I often find this walk a little uninspiring but today its got me thinking. Some recent work on the culverted letch has left a great opportunity for some screen hedging and as soon as that thought entered my head it was obvious how much could be achieved here just by reinstating the hedgelines, filling in the gaps and giving the vista some character back. Without doubt it would also provide much more scope for birds and other forms of wildlife, especially if there was some rough grass and a little open water. Perfect for an agri-environment scheme to promote biodiversity. Not sure if this would be considered a priority though as it isn't in a key target zone. Even more worrying is the prospect that this area will probably be covered in houses before too long, like most of North Tyneside!!
Apart from a couple of crows and black headed gulls, there was really little about. A skein of 90 pink-footed geese announced their approach as they passed northwards. It always amazes me how these birds form such great formations, changing shapes every few moments almost like iron filings around a magnet.

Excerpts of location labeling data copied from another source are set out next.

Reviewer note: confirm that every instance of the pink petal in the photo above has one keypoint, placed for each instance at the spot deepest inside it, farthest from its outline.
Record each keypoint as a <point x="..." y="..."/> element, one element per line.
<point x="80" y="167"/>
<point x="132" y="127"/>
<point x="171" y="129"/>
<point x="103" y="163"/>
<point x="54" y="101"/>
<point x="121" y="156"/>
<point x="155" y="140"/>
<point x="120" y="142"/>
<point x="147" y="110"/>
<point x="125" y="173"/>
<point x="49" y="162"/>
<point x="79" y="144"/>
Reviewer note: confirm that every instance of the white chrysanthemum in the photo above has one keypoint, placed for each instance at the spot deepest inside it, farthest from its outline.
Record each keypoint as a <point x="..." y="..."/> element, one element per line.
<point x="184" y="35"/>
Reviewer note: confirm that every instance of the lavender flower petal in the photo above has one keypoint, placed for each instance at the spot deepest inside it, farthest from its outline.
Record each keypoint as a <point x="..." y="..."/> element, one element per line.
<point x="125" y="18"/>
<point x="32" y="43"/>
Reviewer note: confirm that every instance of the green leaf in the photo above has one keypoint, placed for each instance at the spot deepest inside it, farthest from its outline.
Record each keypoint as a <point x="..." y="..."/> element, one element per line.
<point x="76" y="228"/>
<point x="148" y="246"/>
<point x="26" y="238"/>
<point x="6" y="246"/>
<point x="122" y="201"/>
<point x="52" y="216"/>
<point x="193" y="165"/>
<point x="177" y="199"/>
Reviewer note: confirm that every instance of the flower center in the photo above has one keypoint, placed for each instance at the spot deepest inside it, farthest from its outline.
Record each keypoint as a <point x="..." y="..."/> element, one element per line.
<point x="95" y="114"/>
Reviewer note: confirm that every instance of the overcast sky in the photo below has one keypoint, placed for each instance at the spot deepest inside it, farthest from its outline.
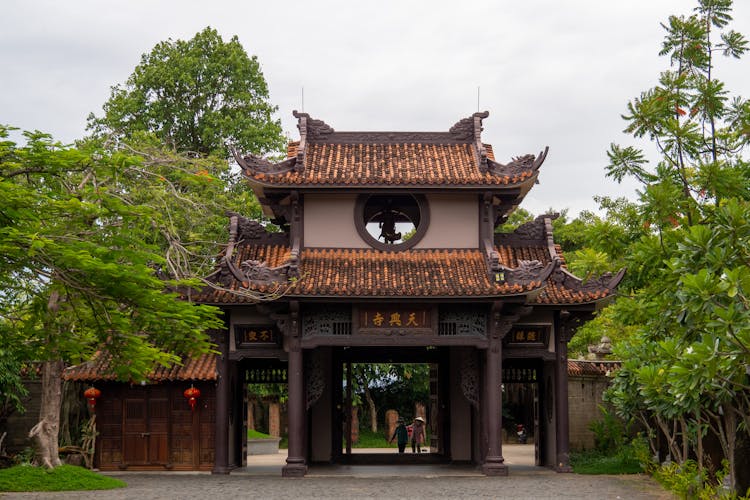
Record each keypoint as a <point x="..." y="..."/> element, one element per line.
<point x="551" y="73"/>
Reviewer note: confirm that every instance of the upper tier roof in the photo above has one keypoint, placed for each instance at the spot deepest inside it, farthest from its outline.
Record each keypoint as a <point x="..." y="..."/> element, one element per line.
<point x="326" y="158"/>
<point x="264" y="263"/>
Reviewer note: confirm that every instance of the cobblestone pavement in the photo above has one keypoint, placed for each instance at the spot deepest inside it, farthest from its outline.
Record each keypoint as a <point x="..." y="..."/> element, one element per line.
<point x="262" y="479"/>
<point x="535" y="485"/>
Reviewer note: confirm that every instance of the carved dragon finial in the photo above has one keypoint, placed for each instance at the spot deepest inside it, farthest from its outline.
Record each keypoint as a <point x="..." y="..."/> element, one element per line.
<point x="518" y="165"/>
<point x="470" y="130"/>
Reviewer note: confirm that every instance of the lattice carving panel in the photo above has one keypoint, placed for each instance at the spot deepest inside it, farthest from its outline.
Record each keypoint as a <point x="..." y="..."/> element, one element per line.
<point x="462" y="323"/>
<point x="327" y="322"/>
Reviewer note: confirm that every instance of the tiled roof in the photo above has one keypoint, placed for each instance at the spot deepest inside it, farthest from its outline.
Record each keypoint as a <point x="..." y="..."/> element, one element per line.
<point x="202" y="367"/>
<point x="579" y="368"/>
<point x="390" y="164"/>
<point x="412" y="273"/>
<point x="374" y="273"/>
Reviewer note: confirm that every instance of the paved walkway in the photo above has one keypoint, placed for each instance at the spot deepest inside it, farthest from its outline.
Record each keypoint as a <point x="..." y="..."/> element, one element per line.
<point x="262" y="479"/>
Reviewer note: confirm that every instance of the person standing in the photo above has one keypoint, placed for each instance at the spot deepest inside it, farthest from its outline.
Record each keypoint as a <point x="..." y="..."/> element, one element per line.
<point x="417" y="435"/>
<point x="401" y="434"/>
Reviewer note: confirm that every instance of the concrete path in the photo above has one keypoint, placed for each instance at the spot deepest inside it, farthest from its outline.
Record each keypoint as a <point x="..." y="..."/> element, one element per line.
<point x="262" y="479"/>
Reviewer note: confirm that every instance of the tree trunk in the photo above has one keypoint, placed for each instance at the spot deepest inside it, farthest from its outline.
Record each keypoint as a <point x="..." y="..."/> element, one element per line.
<point x="373" y="410"/>
<point x="45" y="433"/>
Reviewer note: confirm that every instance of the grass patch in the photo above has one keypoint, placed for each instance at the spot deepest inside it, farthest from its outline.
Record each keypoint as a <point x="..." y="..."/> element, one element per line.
<point x="253" y="434"/>
<point x="63" y="478"/>
<point x="592" y="462"/>
<point x="369" y="439"/>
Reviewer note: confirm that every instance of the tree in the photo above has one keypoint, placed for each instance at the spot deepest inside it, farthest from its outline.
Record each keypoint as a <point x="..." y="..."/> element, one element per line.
<point x="80" y="270"/>
<point x="686" y="368"/>
<point x="196" y="96"/>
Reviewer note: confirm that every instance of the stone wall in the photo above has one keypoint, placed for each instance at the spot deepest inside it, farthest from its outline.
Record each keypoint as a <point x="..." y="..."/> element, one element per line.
<point x="584" y="398"/>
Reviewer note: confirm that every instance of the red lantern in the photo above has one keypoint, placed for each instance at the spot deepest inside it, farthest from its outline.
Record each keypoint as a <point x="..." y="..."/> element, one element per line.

At Murton, the hedges around the stables were filled with house sparrows, joined by a couple of blackbirds and blue tits but nothing exceptional. The return leg, across rougher ground, offered the prospects of better fare but this was shaping up to be nothing more than a pipe dream until we approached the old farm building. Suddenly we were met with a beautiful tinkling call as a yellowhammer perched on the tip of a hawthorn tree singing away. It was joined by another and then a third before the two newcomers flew behind the building. Against the snow and in full light from the warm sun, the bird looked magnificent, its markings crisp and sharp. A fourth bird appeared on the top of the building giving me hope that this "patch" might prove worth a regular visit.
We were able to get quite close to one bird which was feeding to the rear of the building. Two large rats were present and it appeared as if the birds were utilising areas where the rats were digging. At times, they were so close that it looked as if the rodent would turn on the bird and that would be one less farmland bird to record. I have no idea if rats would take a bird like that, but cant see any reason why they would not if food was scarce.
Apart from the robin singing in the trees on the final leg of the walk, that was it! It was a great walk because of the snow but those yellowhammers made it extra special.
Travelling up to Ash with Trish, we saw a short-eared owl on a fencepost at West Hartford and 9 grey partridge in a field near to Sheepwash. I was glad we took the long route!